I have zero salt water boating experience. So my first concern is from a safety standpoint. My second concern is that I don't know where to even begin looking for a fishing spot. I've reached out to a couple of guides I've used to see if I could get one of them to go with me on my boat and show me the ropes. I haven't received a response yet.

Any advice on boat ramps and places to fish is greatly appreciated. I would think that given my lack of experience, I should probably stick to the inter-coastal and near shore spots. Maybe even the dock lights at night???

Any advice on safety tips and items (i.e. radio) to make me and my boat more salt water safe is also greatly appreciated.

Really appreciate the help!

Talks


----------



## wtbfishin (Dec 2, 2011)

Hogtown Bayou CR 393 & Point Washington CR 395 will be a good launch close by to get U into the bay. PT Washington will have you right at the Inter-coastal.


----------



## a (Oct 2, 2007)

*just a little info*

Pick a boat ramp on a leeward side of an inshore body of water. watch your fathometer or go slow. Look for activity of any sort, birds are good. Flowing (stronger tides) water and early morning, late afternoon topwater flies are good on a 6-9wt rod with a wf line.... Specks, reds, blues and ladyfish lots of blind casting

Id stay away from the gulf for now....if you venture ...a "wisp" of sevin strand steel leader will protect yur fly from the toothed varieties so common this time of year. Or even just 6" of 40lb mono in front of the fly. Bull reds on the beach, spanish mackeral, hardtails, ladyfish/skipjack,.....shark?! sight fish singles and schools.

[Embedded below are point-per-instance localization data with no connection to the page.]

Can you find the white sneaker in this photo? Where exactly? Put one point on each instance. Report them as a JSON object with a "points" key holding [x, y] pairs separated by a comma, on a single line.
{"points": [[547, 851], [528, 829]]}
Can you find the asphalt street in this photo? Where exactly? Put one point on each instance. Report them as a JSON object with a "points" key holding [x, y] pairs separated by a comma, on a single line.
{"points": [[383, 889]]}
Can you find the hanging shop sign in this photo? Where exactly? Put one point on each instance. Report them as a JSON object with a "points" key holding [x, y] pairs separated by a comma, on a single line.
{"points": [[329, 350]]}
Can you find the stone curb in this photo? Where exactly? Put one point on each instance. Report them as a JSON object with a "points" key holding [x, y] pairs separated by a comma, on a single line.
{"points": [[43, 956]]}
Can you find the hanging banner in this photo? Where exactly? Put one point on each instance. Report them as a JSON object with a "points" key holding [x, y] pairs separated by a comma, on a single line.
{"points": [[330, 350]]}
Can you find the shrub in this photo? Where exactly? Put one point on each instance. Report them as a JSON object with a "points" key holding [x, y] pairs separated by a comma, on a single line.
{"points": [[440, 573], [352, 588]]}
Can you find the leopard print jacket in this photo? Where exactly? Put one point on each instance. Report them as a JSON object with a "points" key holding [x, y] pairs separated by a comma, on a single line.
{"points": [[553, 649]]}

Rinse rods,reels, boat and trailer when finished..
good luck....


----------



## SirTalks (Aug 7, 2015)

Thanks for the responses. Looking forward to putting them to use.


----------



## sureicanfish (Sep 30, 2007)

dock lights at night time!! tons of fun on the fly!!


----------



## wtbfishin (Dec 2, 2011)

sure said:


> dock lights at night time!! tons of fun on the fly!!


 What's the typical water depth where U hit the lights?


----------